There are exceptional cases like those seeking master’s degree or may have a family business to take care of or an entrepreneurial venture in mind. But the exception cases are barely 1%. For the rest 99%, a management degree is a ticket to a dream job through campus placements or leap towards career enhancements. Stakes are high as many of them quit their jobs which essentially means loss of 2 years of income, apprehension and uncertainty of the job market. On top of that, the pressure to pay back the education loans. Hence the returns have to be high. There is more than just the management degree. Colleges need to ensure that they offer quality management education which enables them to be prepared for not just the demands of recruiters and for a decent job but also to sustain and achieve, all along their career path.

  • So, what exactly are the B Schools doing to prepare their students for the job market and make them industry ready ?
  •  Are B schools ready to deliver and prepare the future business leaders to cope up with the disrupted market ?  
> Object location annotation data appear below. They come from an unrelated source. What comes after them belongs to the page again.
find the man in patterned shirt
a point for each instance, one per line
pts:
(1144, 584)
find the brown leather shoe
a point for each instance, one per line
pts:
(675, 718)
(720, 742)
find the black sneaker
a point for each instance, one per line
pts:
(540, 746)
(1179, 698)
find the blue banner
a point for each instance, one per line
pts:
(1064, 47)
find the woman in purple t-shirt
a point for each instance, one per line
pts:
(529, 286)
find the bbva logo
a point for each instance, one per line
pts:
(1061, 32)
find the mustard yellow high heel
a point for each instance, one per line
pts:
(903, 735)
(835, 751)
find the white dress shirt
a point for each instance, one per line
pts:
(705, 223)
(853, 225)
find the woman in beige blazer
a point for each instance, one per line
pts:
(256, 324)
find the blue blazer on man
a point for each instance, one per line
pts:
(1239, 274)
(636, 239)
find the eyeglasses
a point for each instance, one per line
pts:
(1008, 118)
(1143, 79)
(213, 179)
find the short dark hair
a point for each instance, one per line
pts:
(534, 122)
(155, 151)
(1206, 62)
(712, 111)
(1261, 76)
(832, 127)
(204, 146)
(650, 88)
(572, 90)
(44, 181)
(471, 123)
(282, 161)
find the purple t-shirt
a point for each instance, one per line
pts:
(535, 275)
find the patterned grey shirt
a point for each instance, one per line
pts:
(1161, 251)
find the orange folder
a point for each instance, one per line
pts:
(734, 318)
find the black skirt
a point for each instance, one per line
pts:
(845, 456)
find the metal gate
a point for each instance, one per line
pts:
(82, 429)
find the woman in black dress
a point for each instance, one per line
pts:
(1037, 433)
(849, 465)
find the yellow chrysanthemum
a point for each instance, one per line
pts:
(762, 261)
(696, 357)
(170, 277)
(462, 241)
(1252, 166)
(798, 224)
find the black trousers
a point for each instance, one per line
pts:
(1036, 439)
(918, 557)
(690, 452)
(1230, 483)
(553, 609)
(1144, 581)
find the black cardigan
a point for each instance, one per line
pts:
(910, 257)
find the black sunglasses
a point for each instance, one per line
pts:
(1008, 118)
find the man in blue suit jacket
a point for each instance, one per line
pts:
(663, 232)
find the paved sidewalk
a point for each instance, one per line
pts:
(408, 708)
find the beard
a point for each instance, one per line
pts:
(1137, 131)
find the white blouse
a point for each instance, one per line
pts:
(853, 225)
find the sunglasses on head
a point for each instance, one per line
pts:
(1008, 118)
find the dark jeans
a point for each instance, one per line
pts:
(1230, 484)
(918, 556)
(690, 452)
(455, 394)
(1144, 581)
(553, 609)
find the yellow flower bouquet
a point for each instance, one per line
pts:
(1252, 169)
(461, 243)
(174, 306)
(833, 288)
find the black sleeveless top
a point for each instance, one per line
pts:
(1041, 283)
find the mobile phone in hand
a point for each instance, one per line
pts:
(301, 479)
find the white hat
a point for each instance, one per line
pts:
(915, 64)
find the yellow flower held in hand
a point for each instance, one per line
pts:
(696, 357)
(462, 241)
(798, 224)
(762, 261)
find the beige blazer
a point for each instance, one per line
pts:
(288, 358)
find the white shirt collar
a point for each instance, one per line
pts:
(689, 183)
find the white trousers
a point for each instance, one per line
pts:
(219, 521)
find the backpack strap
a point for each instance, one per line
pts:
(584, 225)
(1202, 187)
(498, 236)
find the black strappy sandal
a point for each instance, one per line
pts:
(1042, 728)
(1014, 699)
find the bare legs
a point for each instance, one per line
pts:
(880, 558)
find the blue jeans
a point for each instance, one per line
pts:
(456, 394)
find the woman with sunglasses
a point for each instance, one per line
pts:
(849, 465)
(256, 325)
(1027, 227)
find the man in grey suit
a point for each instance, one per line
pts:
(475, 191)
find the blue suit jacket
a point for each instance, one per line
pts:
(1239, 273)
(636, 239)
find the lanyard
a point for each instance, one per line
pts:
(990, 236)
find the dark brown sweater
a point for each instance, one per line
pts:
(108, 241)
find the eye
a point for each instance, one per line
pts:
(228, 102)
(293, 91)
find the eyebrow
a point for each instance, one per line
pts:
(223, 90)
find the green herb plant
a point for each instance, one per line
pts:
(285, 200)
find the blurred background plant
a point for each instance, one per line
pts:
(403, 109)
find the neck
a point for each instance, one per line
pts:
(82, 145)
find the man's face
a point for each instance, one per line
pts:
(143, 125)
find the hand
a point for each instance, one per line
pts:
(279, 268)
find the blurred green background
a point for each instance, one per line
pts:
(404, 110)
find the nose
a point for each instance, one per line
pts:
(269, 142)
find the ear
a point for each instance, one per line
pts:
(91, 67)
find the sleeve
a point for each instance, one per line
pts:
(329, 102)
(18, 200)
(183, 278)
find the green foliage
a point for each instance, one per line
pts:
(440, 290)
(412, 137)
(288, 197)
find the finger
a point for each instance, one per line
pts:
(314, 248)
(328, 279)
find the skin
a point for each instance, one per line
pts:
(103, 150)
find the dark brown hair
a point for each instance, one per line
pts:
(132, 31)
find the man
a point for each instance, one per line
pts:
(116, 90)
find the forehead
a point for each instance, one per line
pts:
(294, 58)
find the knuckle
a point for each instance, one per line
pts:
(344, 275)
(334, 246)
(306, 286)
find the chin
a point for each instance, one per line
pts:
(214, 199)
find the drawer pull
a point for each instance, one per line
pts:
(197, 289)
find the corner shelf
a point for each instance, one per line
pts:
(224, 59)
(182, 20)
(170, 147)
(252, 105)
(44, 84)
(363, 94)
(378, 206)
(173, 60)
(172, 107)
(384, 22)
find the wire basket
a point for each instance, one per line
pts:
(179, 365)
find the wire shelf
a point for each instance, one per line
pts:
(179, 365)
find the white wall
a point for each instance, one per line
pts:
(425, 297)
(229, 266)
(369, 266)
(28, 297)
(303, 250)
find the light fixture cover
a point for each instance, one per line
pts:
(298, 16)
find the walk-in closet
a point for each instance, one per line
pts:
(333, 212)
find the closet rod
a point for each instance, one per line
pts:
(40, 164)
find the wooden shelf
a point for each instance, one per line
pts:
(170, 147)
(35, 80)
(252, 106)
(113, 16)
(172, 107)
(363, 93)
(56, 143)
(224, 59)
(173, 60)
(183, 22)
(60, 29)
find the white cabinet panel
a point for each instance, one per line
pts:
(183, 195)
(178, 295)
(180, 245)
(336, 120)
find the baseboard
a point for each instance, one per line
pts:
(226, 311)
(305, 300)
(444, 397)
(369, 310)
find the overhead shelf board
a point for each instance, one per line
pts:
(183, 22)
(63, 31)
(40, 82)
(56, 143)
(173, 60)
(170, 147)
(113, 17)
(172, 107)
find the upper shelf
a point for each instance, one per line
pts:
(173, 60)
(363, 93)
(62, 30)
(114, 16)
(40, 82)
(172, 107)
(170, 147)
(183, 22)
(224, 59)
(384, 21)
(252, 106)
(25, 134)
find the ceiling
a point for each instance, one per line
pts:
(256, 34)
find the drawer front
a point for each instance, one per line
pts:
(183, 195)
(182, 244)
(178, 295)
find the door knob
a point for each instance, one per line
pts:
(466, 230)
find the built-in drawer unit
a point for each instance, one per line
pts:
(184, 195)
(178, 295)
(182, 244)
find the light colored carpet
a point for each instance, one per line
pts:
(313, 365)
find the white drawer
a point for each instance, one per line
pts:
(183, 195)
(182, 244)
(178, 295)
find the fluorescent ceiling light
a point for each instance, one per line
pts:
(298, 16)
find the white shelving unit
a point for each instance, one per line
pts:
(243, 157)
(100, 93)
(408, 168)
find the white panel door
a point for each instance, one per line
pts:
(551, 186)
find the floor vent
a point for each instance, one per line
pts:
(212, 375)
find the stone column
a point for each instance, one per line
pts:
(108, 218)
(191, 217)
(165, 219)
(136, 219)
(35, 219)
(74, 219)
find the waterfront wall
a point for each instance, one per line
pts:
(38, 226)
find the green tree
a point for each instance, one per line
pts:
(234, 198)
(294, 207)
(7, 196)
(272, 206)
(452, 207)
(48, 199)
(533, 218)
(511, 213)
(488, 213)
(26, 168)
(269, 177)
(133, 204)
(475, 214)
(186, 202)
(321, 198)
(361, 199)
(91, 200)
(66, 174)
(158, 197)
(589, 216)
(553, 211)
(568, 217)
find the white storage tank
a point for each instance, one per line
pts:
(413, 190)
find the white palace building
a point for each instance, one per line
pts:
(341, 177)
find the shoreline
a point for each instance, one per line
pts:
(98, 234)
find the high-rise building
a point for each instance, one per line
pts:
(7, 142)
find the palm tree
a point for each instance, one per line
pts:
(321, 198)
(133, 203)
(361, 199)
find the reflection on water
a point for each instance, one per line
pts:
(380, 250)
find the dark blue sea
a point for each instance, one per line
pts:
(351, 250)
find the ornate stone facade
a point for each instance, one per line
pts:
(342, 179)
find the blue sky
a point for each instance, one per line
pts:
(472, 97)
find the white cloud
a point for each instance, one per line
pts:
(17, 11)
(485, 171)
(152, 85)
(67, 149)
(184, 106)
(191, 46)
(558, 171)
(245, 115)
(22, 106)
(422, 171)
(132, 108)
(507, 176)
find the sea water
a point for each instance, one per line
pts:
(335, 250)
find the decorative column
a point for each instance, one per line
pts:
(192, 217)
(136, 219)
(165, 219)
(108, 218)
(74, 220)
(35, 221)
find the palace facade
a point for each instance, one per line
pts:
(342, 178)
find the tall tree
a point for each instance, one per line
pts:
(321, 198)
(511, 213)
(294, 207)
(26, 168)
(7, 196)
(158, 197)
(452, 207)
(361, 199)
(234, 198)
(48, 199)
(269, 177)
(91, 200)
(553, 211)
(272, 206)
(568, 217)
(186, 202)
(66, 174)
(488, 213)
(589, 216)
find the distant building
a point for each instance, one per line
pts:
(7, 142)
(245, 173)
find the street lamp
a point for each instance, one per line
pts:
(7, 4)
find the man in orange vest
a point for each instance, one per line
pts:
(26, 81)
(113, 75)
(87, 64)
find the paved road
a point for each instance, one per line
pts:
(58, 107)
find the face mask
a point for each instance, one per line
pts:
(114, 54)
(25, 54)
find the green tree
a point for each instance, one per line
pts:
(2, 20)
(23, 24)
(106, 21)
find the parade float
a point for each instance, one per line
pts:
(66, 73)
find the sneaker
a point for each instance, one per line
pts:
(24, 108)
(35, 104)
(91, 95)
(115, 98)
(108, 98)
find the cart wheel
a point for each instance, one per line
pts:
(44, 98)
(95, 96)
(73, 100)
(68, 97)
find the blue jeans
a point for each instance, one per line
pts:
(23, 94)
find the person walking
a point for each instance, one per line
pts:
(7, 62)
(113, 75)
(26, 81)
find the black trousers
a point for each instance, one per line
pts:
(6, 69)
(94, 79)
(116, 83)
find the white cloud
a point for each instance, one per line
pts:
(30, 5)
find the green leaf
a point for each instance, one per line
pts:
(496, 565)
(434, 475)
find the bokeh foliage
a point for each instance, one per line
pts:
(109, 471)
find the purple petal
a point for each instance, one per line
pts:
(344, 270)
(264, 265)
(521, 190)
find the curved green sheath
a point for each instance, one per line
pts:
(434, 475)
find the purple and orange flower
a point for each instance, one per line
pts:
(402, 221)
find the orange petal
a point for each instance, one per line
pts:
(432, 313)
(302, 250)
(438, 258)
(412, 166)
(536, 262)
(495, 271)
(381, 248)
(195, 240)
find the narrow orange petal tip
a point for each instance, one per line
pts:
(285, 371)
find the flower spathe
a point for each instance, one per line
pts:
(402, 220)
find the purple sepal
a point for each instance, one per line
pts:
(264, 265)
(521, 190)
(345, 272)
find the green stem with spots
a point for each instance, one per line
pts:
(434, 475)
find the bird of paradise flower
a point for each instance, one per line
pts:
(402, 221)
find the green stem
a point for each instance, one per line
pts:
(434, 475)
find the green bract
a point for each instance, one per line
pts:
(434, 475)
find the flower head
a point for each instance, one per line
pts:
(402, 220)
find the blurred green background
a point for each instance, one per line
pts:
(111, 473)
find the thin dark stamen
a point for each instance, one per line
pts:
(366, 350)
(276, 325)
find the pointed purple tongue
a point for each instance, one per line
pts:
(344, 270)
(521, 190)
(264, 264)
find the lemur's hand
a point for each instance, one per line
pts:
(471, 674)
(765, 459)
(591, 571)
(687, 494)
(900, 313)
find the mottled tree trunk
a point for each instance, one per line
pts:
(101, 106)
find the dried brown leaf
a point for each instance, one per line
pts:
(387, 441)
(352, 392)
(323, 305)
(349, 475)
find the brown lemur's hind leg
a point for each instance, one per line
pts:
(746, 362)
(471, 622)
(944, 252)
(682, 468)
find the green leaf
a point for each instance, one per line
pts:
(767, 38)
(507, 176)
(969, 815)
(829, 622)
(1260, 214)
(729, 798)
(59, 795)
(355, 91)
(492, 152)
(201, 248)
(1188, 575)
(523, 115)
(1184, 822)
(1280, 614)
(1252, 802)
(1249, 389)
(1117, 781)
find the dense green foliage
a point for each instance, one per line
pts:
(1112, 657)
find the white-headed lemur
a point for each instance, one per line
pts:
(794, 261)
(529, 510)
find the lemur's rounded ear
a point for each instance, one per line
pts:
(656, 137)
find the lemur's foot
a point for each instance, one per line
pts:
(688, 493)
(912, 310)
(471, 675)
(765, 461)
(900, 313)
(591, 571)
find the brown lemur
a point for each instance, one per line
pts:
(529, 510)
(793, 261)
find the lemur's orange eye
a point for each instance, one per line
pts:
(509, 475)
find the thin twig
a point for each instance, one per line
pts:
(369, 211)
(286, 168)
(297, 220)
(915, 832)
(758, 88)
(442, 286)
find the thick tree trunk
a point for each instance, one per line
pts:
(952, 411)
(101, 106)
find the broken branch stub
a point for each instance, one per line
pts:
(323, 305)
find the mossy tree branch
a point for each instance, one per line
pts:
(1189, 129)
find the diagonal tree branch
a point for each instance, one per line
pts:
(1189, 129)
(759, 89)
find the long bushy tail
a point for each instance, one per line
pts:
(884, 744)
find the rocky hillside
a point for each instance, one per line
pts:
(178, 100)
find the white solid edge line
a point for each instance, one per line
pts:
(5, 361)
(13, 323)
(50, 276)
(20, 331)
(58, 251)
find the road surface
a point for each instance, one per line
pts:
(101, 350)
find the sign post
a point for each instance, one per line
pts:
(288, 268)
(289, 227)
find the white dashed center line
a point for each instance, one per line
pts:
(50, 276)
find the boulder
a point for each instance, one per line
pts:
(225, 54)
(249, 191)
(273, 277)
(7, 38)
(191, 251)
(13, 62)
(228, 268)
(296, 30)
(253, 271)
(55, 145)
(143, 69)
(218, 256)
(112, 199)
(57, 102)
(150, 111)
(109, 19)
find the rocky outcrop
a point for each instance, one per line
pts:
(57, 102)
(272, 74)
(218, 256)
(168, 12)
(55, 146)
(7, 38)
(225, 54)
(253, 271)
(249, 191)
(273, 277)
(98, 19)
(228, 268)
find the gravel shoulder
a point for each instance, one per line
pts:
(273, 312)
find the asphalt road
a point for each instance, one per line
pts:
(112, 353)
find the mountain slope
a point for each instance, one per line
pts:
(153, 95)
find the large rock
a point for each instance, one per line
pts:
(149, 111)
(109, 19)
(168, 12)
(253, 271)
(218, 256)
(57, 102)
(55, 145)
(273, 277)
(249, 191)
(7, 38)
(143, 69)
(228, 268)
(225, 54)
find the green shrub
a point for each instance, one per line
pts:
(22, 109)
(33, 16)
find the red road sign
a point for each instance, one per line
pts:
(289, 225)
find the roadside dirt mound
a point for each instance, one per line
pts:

These are the two key questions every MBA aspirant needs to ask, check and validate before filling the MBA application forms of management institutes. And worth mentioning that these application forms do not come cheap. An MBA aspirant who may have shortlisted 5 B Schools to apply for, may end up spending Rs 10,000.00 to Rs 15,000.00 just buying MBA / PGDM application forms.

While internship and placements data of some management institutes clearly indicates that recruiters today have specific demands. The skill sets looked for are job centric and industry oriented. MBA schools which have adopted new models of delivery and technology, redesigned their courses, built an effective evaluation process and prepared the students to cope with the dynamic business scenario, have done great with campus placements despite the economic slow down.

However, the skill set being looked for by a consulting company like Deloitte or KPMG may be quite different from FMCG or a manufacturing sector. Institutes need to acknowledge this fact and act accordingly.

  • Management institutes should ensure that students are intellectually engaged, self motivated and adapt to changes fast. In one word ‘VUCA ready’.
  • B Schools should encourage students to participate in national and international competitive events, simulations of business scenarios.
  • Institutes should have the right mix of faculty members with industry exposure and pure academics.

The placement records of 2021 across top management institutes indicated the fact that recruitment is happening, skilled talent is in demand and certain management institutions continued to attract recruiters even in the middle of an ongoing crisis.

It is time, all management institutes rise to the occasion, understand market realities and identify areas of improvement at both ends – students and faculty.

After all, the stakes are high at both ends. B Schools taking corrective measures will stay while those which are lagging will end up shutting down.